Introduction

My interest in canals and associated subjects started in the year man first walked on the moon. During the last week of the School Summer Holidays my sister and I were invited to join and Aunt, Uncle and their daughter for a weeks holiday on the River Avon. It was years later that I found out that my Aunt hated it as the boat was so small but my Uncle must have really enjoyed it as two years later he booked a holiday travelling around the 'Stourport Ring' and including my parents. In those days you could travel the 'Stourport Ring' in a weeks, which you cannot do now as the canals have become so popular. That holiday led me to joining the Inland Waterways Association. Later, an advert in Waterways World provided me with the opportunity to sign up for a weeks course in Canal Art at 'The Hill', Abergavenny.
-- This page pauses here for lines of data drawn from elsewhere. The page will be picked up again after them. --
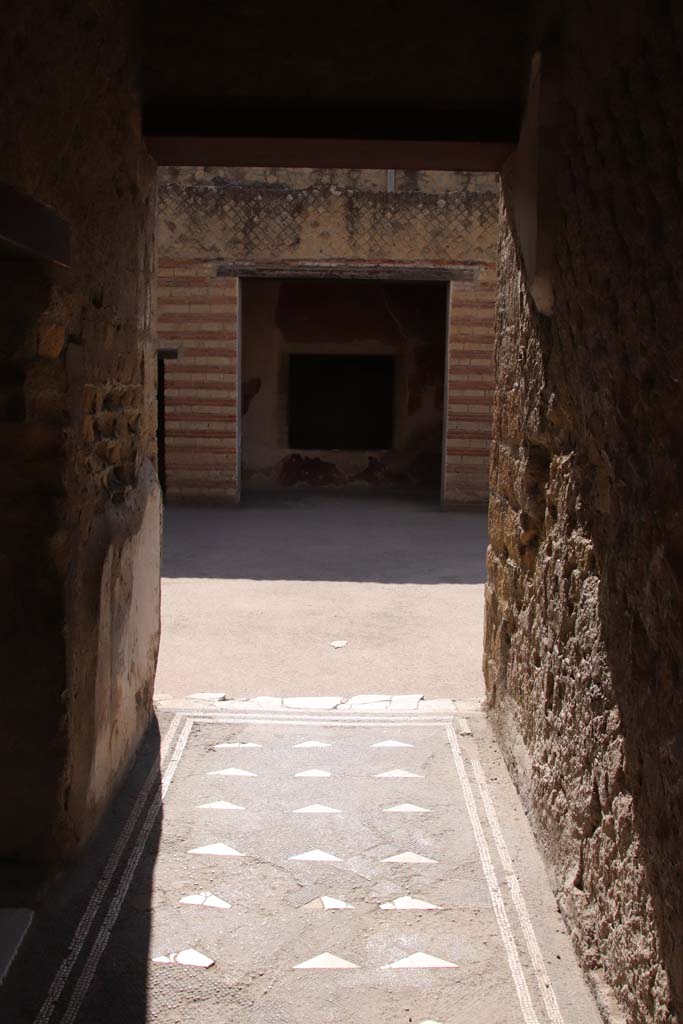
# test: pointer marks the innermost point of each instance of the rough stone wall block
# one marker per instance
(80, 508)
(198, 313)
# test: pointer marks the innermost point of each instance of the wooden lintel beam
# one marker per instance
(29, 229)
(329, 153)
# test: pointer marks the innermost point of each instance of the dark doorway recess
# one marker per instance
(341, 401)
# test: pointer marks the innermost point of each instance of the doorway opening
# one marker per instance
(342, 384)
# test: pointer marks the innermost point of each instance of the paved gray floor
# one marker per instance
(286, 847)
(252, 598)
(244, 827)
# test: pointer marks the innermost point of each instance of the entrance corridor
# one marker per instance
(360, 858)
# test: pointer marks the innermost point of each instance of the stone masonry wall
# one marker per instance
(80, 509)
(225, 222)
(469, 382)
(292, 217)
(584, 645)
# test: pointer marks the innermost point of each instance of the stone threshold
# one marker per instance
(360, 702)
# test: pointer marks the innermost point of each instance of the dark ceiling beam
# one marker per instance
(31, 230)
(329, 153)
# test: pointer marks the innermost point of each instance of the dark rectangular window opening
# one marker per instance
(341, 401)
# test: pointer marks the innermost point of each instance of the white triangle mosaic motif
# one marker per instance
(314, 855)
(409, 903)
(326, 962)
(316, 809)
(217, 850)
(408, 858)
(206, 899)
(220, 805)
(407, 809)
(328, 903)
(418, 961)
(186, 957)
(392, 742)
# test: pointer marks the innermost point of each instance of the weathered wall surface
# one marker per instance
(469, 385)
(326, 217)
(226, 222)
(584, 646)
(80, 506)
(198, 315)
(406, 321)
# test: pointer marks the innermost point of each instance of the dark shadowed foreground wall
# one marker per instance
(80, 509)
(584, 642)
(406, 321)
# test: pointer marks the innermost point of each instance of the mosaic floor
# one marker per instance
(323, 867)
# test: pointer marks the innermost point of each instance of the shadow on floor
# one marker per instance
(86, 956)
(355, 539)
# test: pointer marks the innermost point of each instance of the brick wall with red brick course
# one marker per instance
(198, 314)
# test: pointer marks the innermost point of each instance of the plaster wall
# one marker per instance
(584, 644)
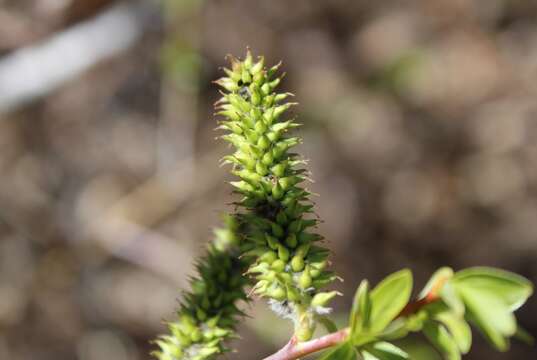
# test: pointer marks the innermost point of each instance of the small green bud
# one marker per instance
(265, 88)
(305, 237)
(305, 279)
(200, 314)
(281, 218)
(205, 352)
(259, 78)
(258, 66)
(277, 230)
(278, 265)
(277, 293)
(248, 61)
(283, 253)
(321, 299)
(261, 168)
(304, 333)
(256, 98)
(272, 241)
(277, 192)
(302, 250)
(295, 226)
(292, 294)
(263, 143)
(267, 158)
(278, 170)
(287, 182)
(205, 303)
(246, 77)
(314, 273)
(291, 241)
(195, 335)
(297, 263)
(260, 127)
(268, 257)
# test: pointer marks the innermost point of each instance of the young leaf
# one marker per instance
(490, 315)
(452, 299)
(328, 324)
(383, 351)
(388, 298)
(439, 278)
(345, 351)
(442, 340)
(511, 288)
(361, 307)
(456, 325)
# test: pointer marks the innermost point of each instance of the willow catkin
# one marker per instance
(288, 264)
(208, 312)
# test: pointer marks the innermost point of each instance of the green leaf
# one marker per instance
(442, 340)
(490, 314)
(383, 351)
(396, 330)
(440, 276)
(511, 288)
(328, 324)
(455, 324)
(452, 299)
(361, 308)
(388, 298)
(345, 351)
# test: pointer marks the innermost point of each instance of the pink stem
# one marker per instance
(294, 350)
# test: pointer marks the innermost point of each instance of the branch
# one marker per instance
(294, 350)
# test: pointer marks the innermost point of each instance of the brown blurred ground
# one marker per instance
(419, 117)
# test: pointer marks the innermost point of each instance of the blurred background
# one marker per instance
(419, 117)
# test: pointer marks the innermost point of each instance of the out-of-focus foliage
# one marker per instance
(419, 118)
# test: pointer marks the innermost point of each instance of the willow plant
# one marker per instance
(270, 244)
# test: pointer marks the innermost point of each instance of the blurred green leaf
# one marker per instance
(388, 298)
(397, 329)
(328, 324)
(361, 308)
(455, 324)
(383, 351)
(524, 336)
(441, 275)
(345, 351)
(452, 299)
(442, 340)
(490, 314)
(511, 288)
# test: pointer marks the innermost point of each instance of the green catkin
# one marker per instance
(208, 313)
(288, 262)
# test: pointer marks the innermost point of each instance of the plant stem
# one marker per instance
(294, 350)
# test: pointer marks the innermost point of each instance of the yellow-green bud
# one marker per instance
(267, 158)
(272, 242)
(263, 143)
(261, 168)
(278, 170)
(305, 279)
(278, 265)
(195, 335)
(268, 257)
(291, 241)
(277, 293)
(297, 263)
(283, 253)
(277, 230)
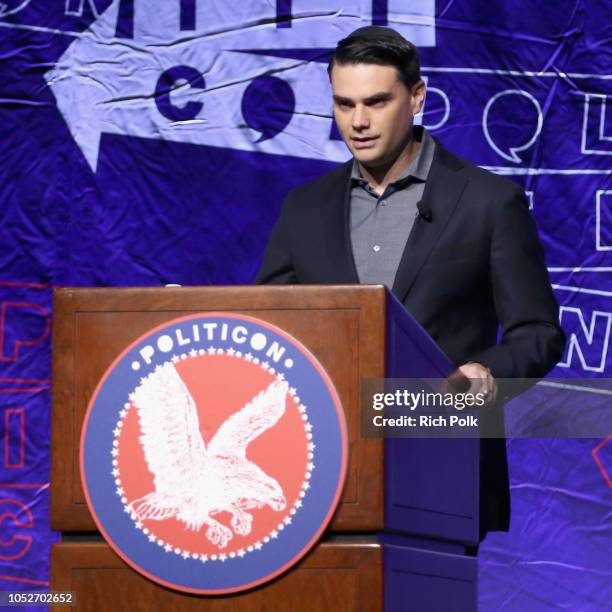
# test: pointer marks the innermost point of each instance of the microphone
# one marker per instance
(424, 212)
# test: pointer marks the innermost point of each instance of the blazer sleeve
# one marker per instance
(532, 340)
(277, 265)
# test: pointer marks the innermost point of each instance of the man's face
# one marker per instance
(374, 111)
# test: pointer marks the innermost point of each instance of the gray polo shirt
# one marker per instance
(380, 225)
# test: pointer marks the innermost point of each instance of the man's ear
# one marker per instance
(417, 92)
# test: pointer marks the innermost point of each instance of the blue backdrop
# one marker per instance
(146, 142)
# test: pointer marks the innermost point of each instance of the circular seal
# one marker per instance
(213, 453)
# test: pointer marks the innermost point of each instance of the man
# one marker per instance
(455, 244)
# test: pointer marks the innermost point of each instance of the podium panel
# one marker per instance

I became hooked on canals, canal history, canal architecture and canal art.

A Brief History

The English Canal system was built in the 1700’s and was Britain’s first national transport network although built by many different companies to many different standards. The main network, radiating out from the Midlands, was built to accommodate boats seven feet wide and seventy-two feet long. The cross-country routes in the North and South of England were built to take boats up to fourteen feet wide but of varying length. Much of the network was very successful and profitable until the coming of the railways who by and large wanted to see their end. Many canal companies limped on until the Second World War when the remaining canals became very run down through excessive use like the railways.  After the war the canals, together with the roads and railways, were nationalised and by the end of the 1960’s the canal system seemed to be standing on a knife edge. On the narrow canals commercial carrying had all but ended and many miles of canals were in a sorry state. There was much talk about many waterways silting up forever or being filled in. However, the British public seem to like a 'lost cause' and thanks to the efforts of the Inland Waterways Association, founded in 1946, an increasing number of people were actively promoting the restoration and development of the canals. It was hoped that commercial traffic could return to the larger waterways with a leisure use being developed on the smaller ones.


Canals Reborn

By the mid 1970's an increasing interest resulted in an explosion of boats available for hire. This had spin offs in many directions including a souvenir market for items painted in the traditional patterns of 'roses and castles'. People who had enjoyed hiring boats bought their own or wanted new properties backing onto the canals and many more groups sprang up to promote the restoration of individual canals that were thought to be lost forever. In the last twenty years, there has been a few new waterways built. In 2012 the British Waterways Board, who had managed the canals since the 1960's, evolved into the Canal and River Trust. This new body gave people the opportunity to make monthly subscriptions to help keep the network viable and develop it in new ways. Many inner-city industrial sights fronting canals have been transformed into sort-after locations. The centre of Birmingham, near Gas Street Basin, is a prime example and very recently the Regent's Canal, behind King's Cross station in London.

Today

Today our canal networking is thriving again and there are now more boats on the network than during the height of commercial carrying.


 

Grand Union Canal

This Hatton flight of locks was rebuilt in its current form in the 1930's to help speed the traffic flow.

DSC_2340

Canal Museum

Time for the simple pleasure
In all that we found,
To absorb the history in presentation,
As we wandered around.

Time to walk the towpath
In imagination,
To meet hard rivals in competition;
The confrontation.

Time to study the story
Of narrow boat life,
To admire the colourful ingenuity
Of the hard pressed wife.

Time to share the team work,
The determination,
The primary colours in miniature homes,
The decoration.

Time to look at the museum,
In appreciation,
The careful display that speaks of the past,
Cargos vast.

Time to think of families,
Their small floating homes,
Hardworking times in all whether, long hours but....
Happy and free of Mill life.

By Fred Whitelock

Updated by Tim Whitelock

Little Venice

Canalway Cavalcade where the Regent's Canal meets the Paddington Arm of the Grand Union Canal.